The forest floor reveals all its decay
as the clock practices its deadly art,
and turns to dust the memory of sunny day.
But oh! How beautiful the minutes be
that fill our every sense with sheer delight
and stir up inner time – that roaring sea –
of pungent scents; music; warm touch at night.
The hours swell because they pass away.
The bodies and voices that shaped us die.
They were never ours, but a short play
beheld once, then held in imagined sky.
If I look upon you now and start to weep,
it’s ‘cause I’ve learned you are not mine to keep.
24th August 2024
Finding out about her terminal illness on the subway platform, his world seemed to stop. The trains had literally stopped, because someone somewhere else was struck by a train. His eyes looked at the sign on the stuck train – number 8246. He remembers being a member of the thespian troupe – 88241.

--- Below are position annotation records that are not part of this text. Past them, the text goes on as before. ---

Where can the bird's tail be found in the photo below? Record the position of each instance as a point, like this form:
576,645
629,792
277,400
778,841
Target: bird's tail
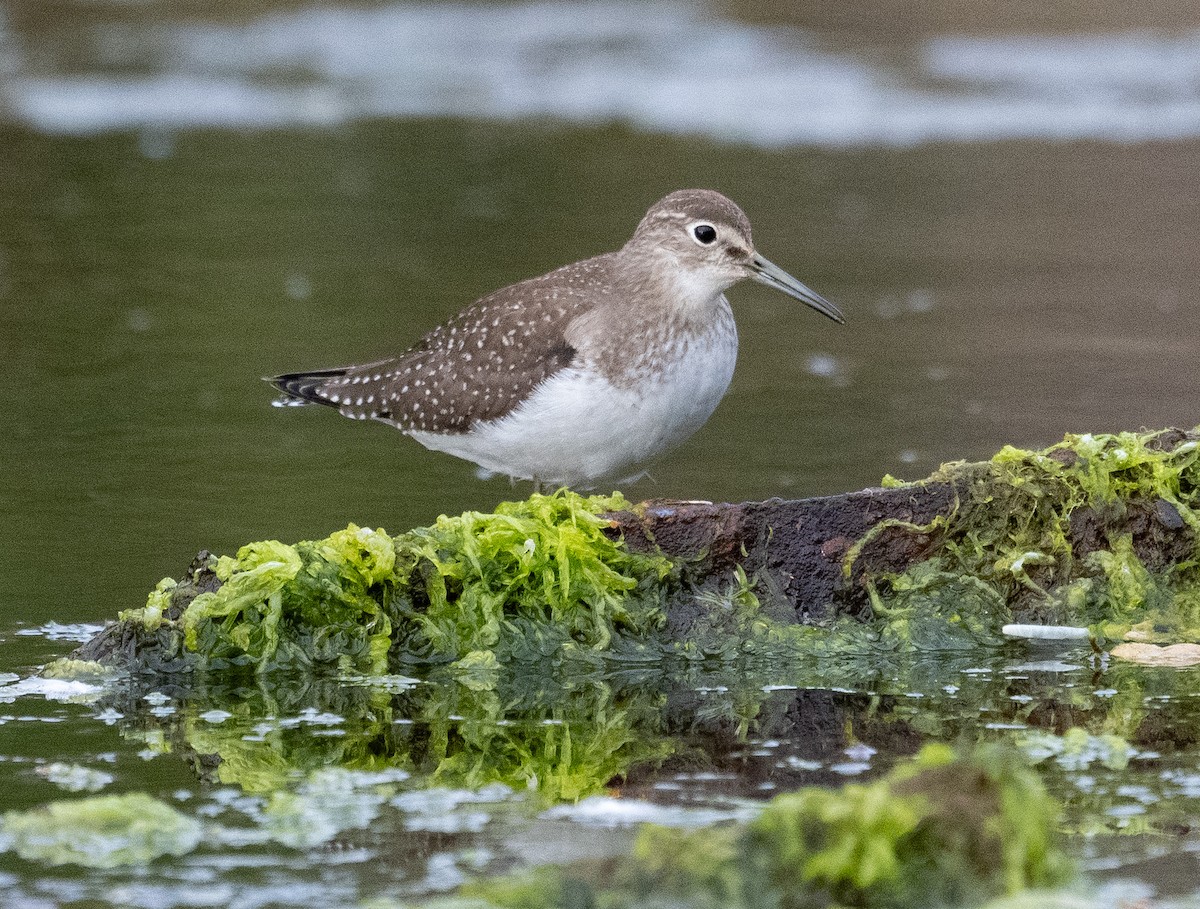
301,389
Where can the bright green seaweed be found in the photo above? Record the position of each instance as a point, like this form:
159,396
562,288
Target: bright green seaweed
1015,533
1033,536
534,581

It was her thespian troupe. She’s dying, and her thespians, scattered now like seeds across creation, are remembering her, and praying for her, and thinking about the impact she made on their lives. He misses her, and he fills up with regret at his not having called her more often.
He owes his thespian life to her. He owes his closest friendships to her. He owes his pantomimed movement, his awareness of invisible weight, to her.
Hearing the news – well, reading it, someone texted him, he doesn’t check socials enough to have seen it organically online – he thought immediately of the musical he did in her class, of BYE BYE BIRDIE and its opening number – “An English Teacher” – and he thinks about how he’s trying to balance his checkbook, and how that ugly balancing often takes the place of his real desire to be out there, breathing and being and making.
I think that’s how things are, with death. Proximity to death is a reminder to life. To live. To live, as Anne Lammott puts it in BIRD BY BIRD, with “big round hours,” taking in every moment.